Can I Trust the Adjuster with My Injury Claim?
Written by greg on October 16, 2018
Many of my clients who were injured in Houston car accidents, have asked the same question- can I trust the adjuster? The adjuster is at first very friendly, and frankly, the more serious the injury or liability factors (such as getting hit by a drunk driver or an 18-wheeler), the friendlier the adjuster will become.
The real truth is the insurance adjuster is your adversary, and if the adjuster pays you pennies on the dollar, he or she may receive bigger bonuses, or promotions for saving the insurance company money. The individual adjuster you are dealing with most likely is an employee of the insurance company and has supervisors to answer to about what they paid.
Watch out for Adjusters Tricks
When you are dealing with an insurance adjuster, watch out for the tricks of the trade. Being friendly and nice is just part of the technique’s adjusters have been trained to use. Watch how quickly things change when you start talking about money. The friendly, nice adjuster suddenly turns into a hard-cold person.
Watch out for statements, as what you say will definitely be held against you. I recommend that you do not give statements. If you do give a recorded statement don’t volunteer any information, tell the truth and don’t exaggerate your injuries, but don’t leave any injury out either.

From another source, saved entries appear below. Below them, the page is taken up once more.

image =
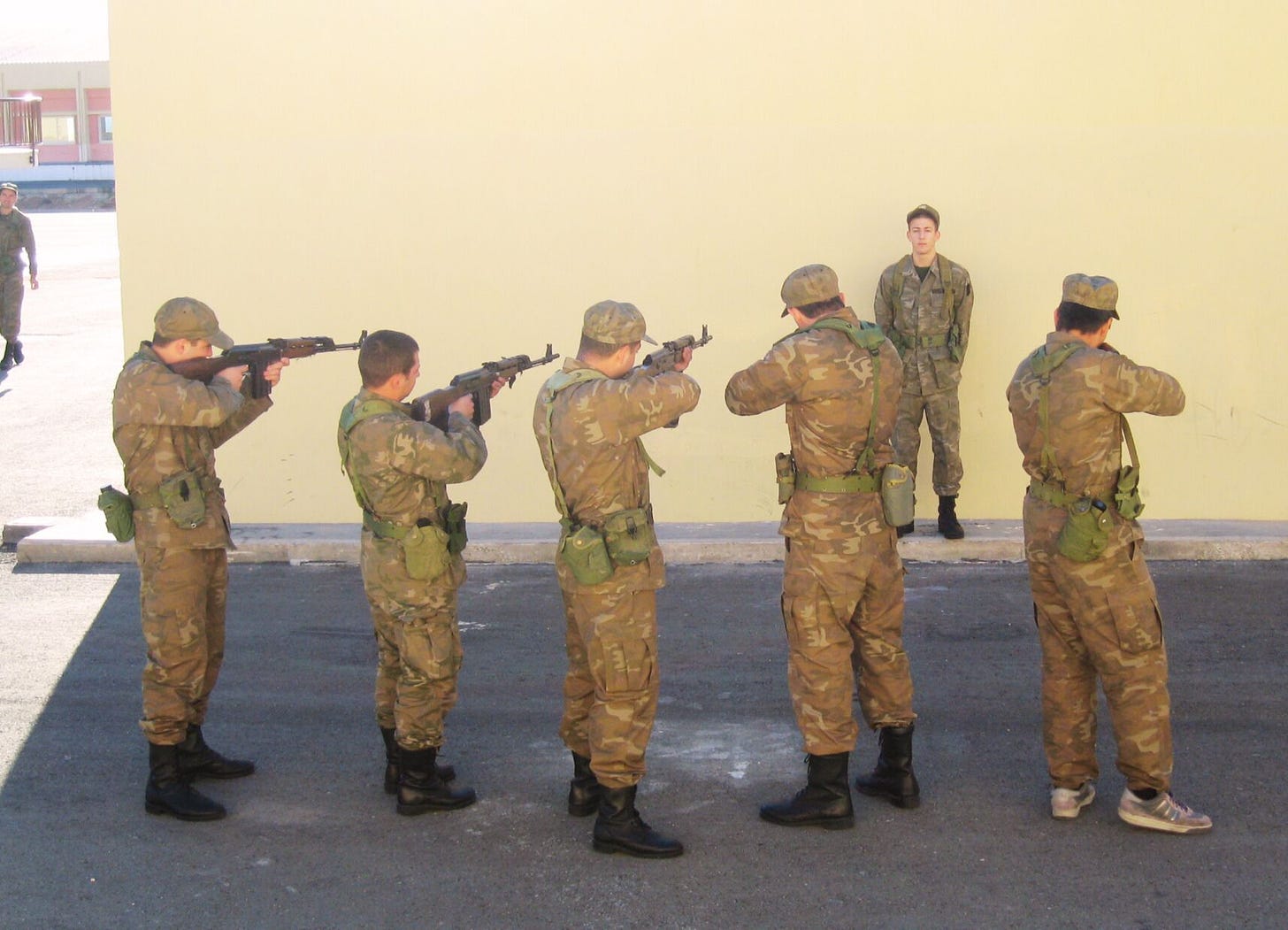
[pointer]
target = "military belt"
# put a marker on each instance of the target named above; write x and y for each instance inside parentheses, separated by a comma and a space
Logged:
(840, 485)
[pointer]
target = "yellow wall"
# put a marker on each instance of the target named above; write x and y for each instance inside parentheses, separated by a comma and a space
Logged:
(686, 155)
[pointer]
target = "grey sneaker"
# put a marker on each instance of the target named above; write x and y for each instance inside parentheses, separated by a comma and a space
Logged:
(1067, 803)
(1163, 813)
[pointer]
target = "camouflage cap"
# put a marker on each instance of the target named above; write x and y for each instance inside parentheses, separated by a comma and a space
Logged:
(615, 324)
(924, 211)
(809, 285)
(1091, 291)
(189, 319)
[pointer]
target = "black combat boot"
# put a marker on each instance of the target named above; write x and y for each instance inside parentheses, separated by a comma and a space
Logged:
(197, 760)
(420, 790)
(824, 802)
(618, 828)
(584, 790)
(893, 778)
(948, 525)
(446, 773)
(169, 792)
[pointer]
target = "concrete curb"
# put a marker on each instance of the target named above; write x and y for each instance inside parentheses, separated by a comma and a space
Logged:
(85, 542)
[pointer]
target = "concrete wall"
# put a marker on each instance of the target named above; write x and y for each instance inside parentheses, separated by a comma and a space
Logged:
(478, 174)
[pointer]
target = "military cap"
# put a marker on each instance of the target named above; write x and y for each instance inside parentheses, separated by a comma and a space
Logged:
(1092, 291)
(615, 324)
(189, 319)
(809, 285)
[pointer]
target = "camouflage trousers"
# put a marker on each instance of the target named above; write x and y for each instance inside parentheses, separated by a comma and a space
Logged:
(1099, 619)
(11, 305)
(418, 643)
(612, 684)
(182, 596)
(842, 608)
(942, 412)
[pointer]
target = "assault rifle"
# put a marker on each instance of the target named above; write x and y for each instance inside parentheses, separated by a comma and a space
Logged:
(257, 357)
(433, 406)
(666, 357)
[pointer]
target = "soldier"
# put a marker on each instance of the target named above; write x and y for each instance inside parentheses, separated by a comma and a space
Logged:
(16, 237)
(166, 429)
(842, 580)
(412, 536)
(924, 304)
(589, 419)
(1093, 602)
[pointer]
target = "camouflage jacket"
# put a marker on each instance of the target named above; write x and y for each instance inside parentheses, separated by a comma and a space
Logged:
(594, 430)
(16, 237)
(1087, 393)
(164, 424)
(826, 381)
(403, 465)
(921, 314)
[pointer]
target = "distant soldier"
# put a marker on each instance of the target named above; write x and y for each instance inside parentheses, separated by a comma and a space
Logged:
(924, 304)
(166, 429)
(16, 237)
(1093, 602)
(411, 563)
(589, 420)
(842, 580)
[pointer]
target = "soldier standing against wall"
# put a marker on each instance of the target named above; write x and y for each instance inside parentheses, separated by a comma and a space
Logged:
(16, 237)
(411, 563)
(589, 419)
(924, 304)
(1093, 602)
(166, 429)
(842, 580)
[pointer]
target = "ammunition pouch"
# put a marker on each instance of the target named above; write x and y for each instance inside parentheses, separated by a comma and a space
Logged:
(118, 511)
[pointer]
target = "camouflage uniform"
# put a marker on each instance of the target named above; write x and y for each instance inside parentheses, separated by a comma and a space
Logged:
(16, 237)
(930, 373)
(612, 683)
(842, 580)
(1096, 617)
(165, 424)
(402, 466)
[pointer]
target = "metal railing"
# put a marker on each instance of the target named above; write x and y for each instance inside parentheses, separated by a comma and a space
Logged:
(19, 124)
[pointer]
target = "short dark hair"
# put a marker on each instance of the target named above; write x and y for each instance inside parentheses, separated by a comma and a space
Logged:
(386, 353)
(1077, 317)
(816, 310)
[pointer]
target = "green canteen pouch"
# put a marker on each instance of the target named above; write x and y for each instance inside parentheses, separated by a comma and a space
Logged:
(454, 519)
(426, 553)
(586, 556)
(629, 536)
(118, 511)
(785, 469)
(1086, 532)
(183, 499)
(897, 494)
(1127, 495)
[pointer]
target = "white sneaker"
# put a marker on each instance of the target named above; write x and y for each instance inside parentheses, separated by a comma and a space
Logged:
(1067, 803)
(1163, 813)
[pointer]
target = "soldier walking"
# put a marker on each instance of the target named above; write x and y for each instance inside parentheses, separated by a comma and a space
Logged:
(1093, 601)
(924, 304)
(589, 419)
(842, 579)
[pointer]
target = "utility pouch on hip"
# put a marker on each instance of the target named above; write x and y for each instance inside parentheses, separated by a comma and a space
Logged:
(897, 494)
(119, 511)
(785, 468)
(1086, 532)
(426, 551)
(1127, 494)
(454, 519)
(183, 499)
(629, 536)
(586, 556)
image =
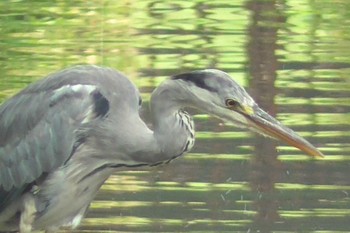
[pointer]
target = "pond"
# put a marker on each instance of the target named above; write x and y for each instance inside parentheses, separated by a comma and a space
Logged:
(292, 56)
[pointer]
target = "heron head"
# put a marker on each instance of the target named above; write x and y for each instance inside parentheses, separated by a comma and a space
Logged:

With Serious Injury get Advice from a Reputable Injury Lawyer
If the accident was a serious one and you or a loved one has suffered, you should contact a personal injury attorney before you talk with any adjusters. The more money at stake, the more aggressive in tactics is the insurance company. Many times, in serious injury cases, the adjuster will “accept liability” and make promises to take care of you. Do not fall for it.
Accepting Responsibility Does Not Mean Fairness
One of the tricks of the trade is for the insurance company to acknowledge that they will be responsible for the claim early with the injured person and before the person has hired an attorney. This technique is used indirectly to discourage the hiring of a personal injury lawyer. With the adjuster telling you that they “accept responsibility”, the message they are trying to send is you don’t need a lawyer.
It is only after money is first discussed that the accident victim understands they have been duped. They really do need a lawyer and unfortunately, by delaying hiring a qualified attorney they may have damaged their claim.
The insurance company is trying to settle with you for as little as possible. If your case is serious, you can do a lot of damage to the case by trusting the adjuster, only seeking legal help after you understand you have no leverage and the insurers true colors shown.